Screaming at Traffic - I Don't Like Sports (Cover Artwork)

Screaming at Traffic

I Don't Like Sports (2019)

Little Rocket Records

Lo, the burly boys are in their feelings again.

Historians will disagree at which point, precisely, the gruff bearded men of punk rock decided to mix their textural chocolate with a certain sect of emo’s self-flagellating peanut butter. For my money, the flashpoint is either the first Iron Chic record or the second Off With Their Heads record and if either of those made an impact on you, odds are good that I Don’t Like Sports’ particular brand of self-loathing, on-the-nose emo-punk will feel quite familiar.

Screaming at Traffic deploy a kind of subtext-free lyrical barrage that waffles between confessional and performative, depending just how much you hate yourself at the given moment. It doesn’t feel like a coincidence that the album opens with lyrics like “I’m so sorry that I’m not the person you thought I’d be … it’s just hard to be an adult sometimes … I just cause problems / if I was gone I’m sure you solve them.” That’s more or less the album’s operating perspective; the narrators in these songs are half-children, tripping and falling through a world they are not prepared for, and feeling bad about themselves out-loud in the process.
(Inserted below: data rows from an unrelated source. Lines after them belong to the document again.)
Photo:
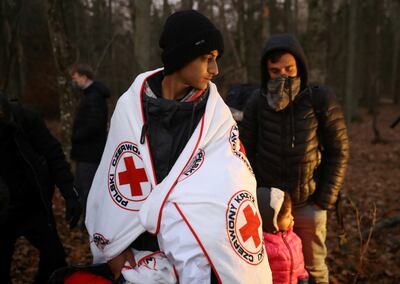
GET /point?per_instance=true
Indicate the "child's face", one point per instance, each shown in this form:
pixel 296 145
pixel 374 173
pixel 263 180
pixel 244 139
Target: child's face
pixel 286 222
In this light, lyrics like “I’ll waste your time” aren’t threats, they’re promises.

What’s always sells this style of punk is the juxtaposition between message delivery. For all the woeful tales of low self-esteem that the album tells, its performance and composition are as confident as anyone’s. The band is smart about adding considered textures to its straight-ahead pop punk style; the chunky distortion effect on “They Call Me “Thrillhouse”” turns what would have been a twinkle-pop song into something far beefier, and the fluctuation between straight-ahead power chordin’ and more spacious guitarmonies on “I Don’t Like Sports” go a long way to breath life into a well-worn sound.

I Don’t Like Sports finds its groove in the center of the record, on a three-song run that starts with the title track and ends with “Broken Teeth.” These three tracks feel apart from the rest of the album, almost as if they were written in conversation with each other. They find the band at its melodic peak, bringing a little sun into their gloom, and also a little spine. A throwaway line like “I never want to outlive any of my friends” does a lot to color the album’s perspective beyond self-hated into a more nuanced fear, and the drive of a song like “Bitter”, with its salty chorus of “I want to be mean and bitter” brings some much needed salt. Sure, the second-half of that couplet is “I wish I could just get better,” but that’s the other truth of the speedy sad-punk that Screaming at Traffic peddles on its debut. Healing comes, but suffering comes first. There are worse ways to suffer.